Running The Basic Sample in StreamBase Studio

  1. In the Project Explorer, open the sample you just loaded.

  2. Open the src/main/eventflow folder.

  3. Open the package folder (most samples contain a single package folder. Open the top-level package folder if your sample contains more than one folder).

  4. Open the FileWriterBasic.sbapp application file and click the Run button. This opens the SB Test/Debug perspective and starts the application.

    If you see red marks, wait a moment for the project in Studio to load its features.

    If red marks do not resolve themselves in a moment, select the project and right-click MavenUpdate Project from the context menu.

  5. In the Manual Output view, switch the Stream to Data, then enter a string value such as 'test', and then click Send Data to send a data tuple to be written to the file. Repeat for as many lines as you wish.

  6. In the Application Output view, observe tuples emitted on the Status output streams indicating actions performed to the file.

  7. In the Manual Output view, switch the Stream to Control, then enter 'Close' into the Command field, and then click Send Data to send a control tuple which will close the current file for writing.

  8. Press F9 or click the Stop Running Application button.

  9. This demo will have now created a file in your project called SampleOut.txt containing the lines of data you submitted.

Running The Advanced Sample in StreamBase Studio

  1. In the Project Explorer, open the sample you just loaded.

  2. Open the src/main/eventflow folder.

  3. Open the package folder (most samples contain a single package folder. Open the top-level package folder if your sample contains more than one folder).

  4. Open the FileWriterAdvanced.sbapp application file and click the Run button. This opens the SB Test/Debug perspective and starts the application.

    If you see red marks, wait a moment for the project in Studio to load its features.

    If red marks do not resolve themselves in a moment, select the project and right-click MavenUpdate Project from the context menu.
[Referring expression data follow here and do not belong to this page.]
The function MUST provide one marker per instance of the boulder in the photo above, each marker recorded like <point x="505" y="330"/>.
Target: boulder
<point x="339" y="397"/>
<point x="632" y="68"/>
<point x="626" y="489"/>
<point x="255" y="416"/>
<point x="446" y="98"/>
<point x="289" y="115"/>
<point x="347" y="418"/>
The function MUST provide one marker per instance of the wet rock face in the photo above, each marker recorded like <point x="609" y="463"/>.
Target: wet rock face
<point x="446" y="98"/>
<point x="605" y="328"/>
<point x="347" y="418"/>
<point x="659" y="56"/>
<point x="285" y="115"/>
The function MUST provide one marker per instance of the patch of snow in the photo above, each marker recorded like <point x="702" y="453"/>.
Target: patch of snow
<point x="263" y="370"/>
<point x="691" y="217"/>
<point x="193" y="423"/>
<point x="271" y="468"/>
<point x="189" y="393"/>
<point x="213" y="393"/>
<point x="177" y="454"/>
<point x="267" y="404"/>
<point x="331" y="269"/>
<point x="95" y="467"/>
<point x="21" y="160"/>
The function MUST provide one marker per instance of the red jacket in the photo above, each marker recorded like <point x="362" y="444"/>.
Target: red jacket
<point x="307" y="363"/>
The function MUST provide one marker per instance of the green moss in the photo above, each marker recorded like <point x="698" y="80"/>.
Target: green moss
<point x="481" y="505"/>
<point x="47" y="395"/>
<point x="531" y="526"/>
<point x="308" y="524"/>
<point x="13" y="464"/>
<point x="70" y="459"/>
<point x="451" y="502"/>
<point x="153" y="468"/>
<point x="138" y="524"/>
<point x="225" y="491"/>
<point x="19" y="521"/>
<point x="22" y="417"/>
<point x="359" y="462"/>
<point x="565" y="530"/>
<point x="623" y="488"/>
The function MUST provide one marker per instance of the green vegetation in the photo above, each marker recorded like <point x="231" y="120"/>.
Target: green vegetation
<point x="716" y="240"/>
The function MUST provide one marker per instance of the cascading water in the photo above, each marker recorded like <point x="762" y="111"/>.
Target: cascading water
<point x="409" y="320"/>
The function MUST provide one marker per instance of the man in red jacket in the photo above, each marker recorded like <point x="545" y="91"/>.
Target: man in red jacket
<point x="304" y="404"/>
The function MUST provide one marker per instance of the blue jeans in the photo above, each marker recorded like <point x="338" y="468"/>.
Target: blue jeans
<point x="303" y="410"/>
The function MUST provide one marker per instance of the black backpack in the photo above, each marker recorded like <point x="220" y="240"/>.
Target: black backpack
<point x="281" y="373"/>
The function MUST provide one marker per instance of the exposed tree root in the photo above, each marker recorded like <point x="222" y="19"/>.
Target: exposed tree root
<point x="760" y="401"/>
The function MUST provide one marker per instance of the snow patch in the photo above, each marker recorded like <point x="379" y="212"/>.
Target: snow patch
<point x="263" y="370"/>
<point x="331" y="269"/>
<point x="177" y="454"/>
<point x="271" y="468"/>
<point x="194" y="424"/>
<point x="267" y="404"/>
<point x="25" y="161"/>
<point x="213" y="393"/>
  5. In the Application Output view, observe tuples emitted on the Status output streams indicating actions performed to the files.

  6. Press F9 or click the Stop Running Application button.

  7. This demo will have now created multiple files in your project:

    1. Sample.gz - This file is a GZip compressed file created from the SampleIn.txt file.

    2. Sample.gz2 - This file is a BZip2 compressed file created from the SampleIn.txt file.

    3. Sample.zip - This file is a Zip compressed file created from the SampleIn.txt file.

    4. SampleOut.txt - This file is a un-compressed file created from the SampleIn.txt file.

Sample Location

When you load the sample into StreamBase Studio, Studio copies the sample project's files to your Studio workspace, which is normally part of your home directory, with full access rights.

Important

Load this sample in StreamBase Studio, and thereafter use the Studio workspace copy of the sample to run and test it, even when running from the command prompt.

Using the workspace copy of the sample avoids permission problems. The default workspace location for this sample is:

studio-workspace/sample_adapter_embedded_hdfsfilewriter

See Default Installation Directories for the default location of studio-workspace on your system.